NGINX: Serving the Kenshoo Tag

Published in

skai engineering blog

5 min readJul 29, 2019

The problem: supporting tens of thousands of download requests per second

Kenshoo enables customers to manage, optimize, and analyze their digital marketing activities across multiple advertising channels and devices.

It does so by embedding a tag (called “Kenshoo Tag”, or ktag for short) in every page of the customers’ websites.

The embedding of the tag in every page means that for every person who accesses a page in a customer’s website, the Kenshoo Tag is executed.

Running the tag is not a problem; it runs in the background on the client side, and doesn’t affect page performance or require server resources.

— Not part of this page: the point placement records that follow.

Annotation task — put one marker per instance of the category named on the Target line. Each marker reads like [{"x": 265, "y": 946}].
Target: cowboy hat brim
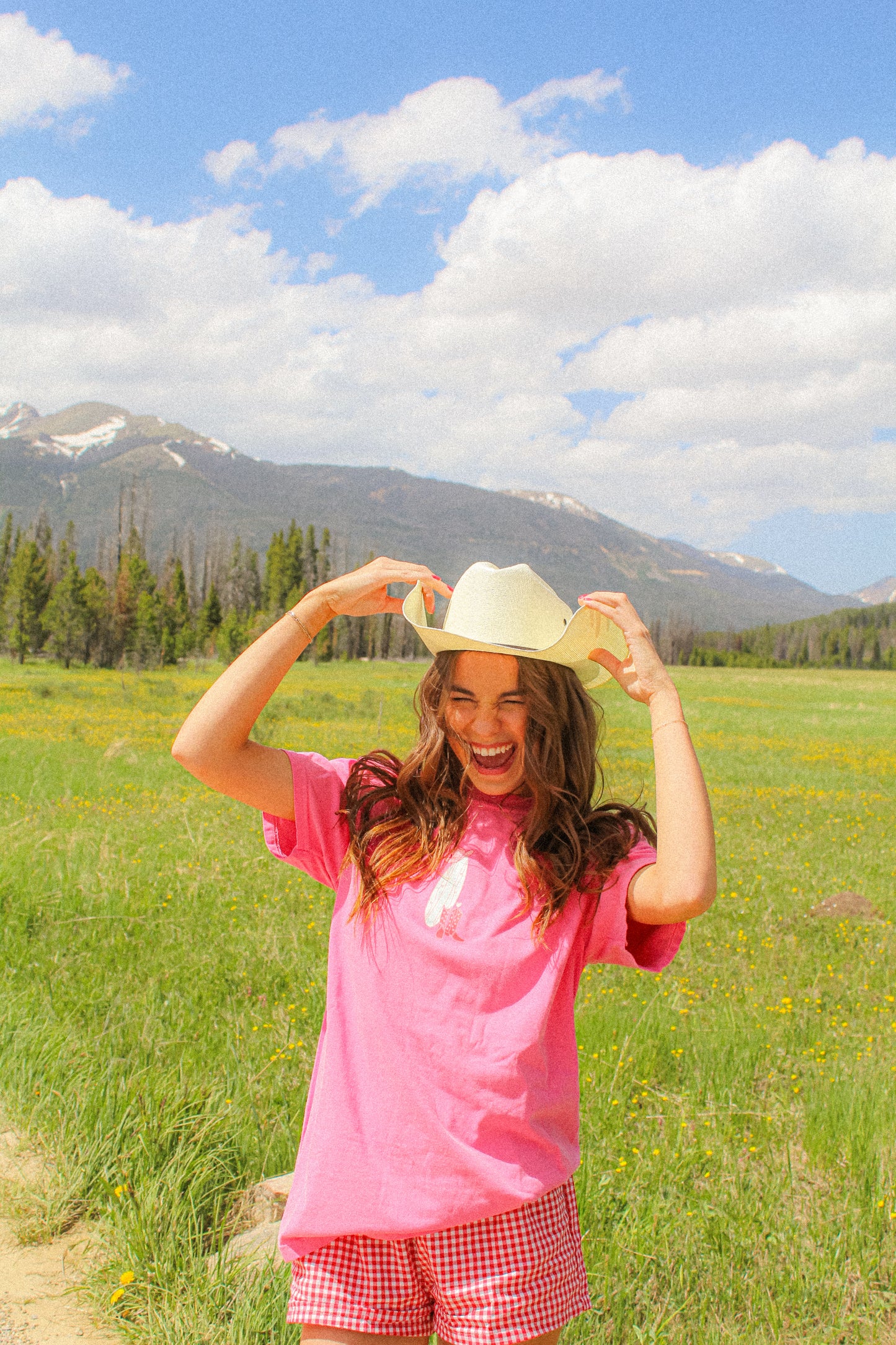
[{"x": 587, "y": 631}]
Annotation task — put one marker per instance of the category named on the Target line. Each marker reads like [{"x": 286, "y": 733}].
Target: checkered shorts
[{"x": 496, "y": 1282}]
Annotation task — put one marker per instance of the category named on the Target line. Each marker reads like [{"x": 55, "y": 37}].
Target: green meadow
[{"x": 164, "y": 978}]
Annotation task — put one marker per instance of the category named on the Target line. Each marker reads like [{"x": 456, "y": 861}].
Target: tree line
[
  {"x": 851, "y": 638},
  {"x": 122, "y": 612}
]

However, before the tag can run, the browser has to download the ktag.js file, which contains the code to run. And this is a problem — we have to make sure the file is delivered to each user, and fast, before they leave the page.

We could potentially reach 20,000 download requests per second. This is a very high load, and it requires a good solution within a reasonable cost frame.

At Kenshoo, we considered two solutions to our problem before settling on the one that best suited our needs.

First Solution — A Content Delivery Network (CDN):

A CDN is a geographically distributed network of proxy servers and their data centers. At first, this seemed like the ideal solution to the problem. The whole purpose of a CDN is to distribute content (in our case, a file). It does so efficiently and reliably. A request is routed to the server with the lowest latency, and much like other cloud solutions, the service can be relied upon to operate without much effort.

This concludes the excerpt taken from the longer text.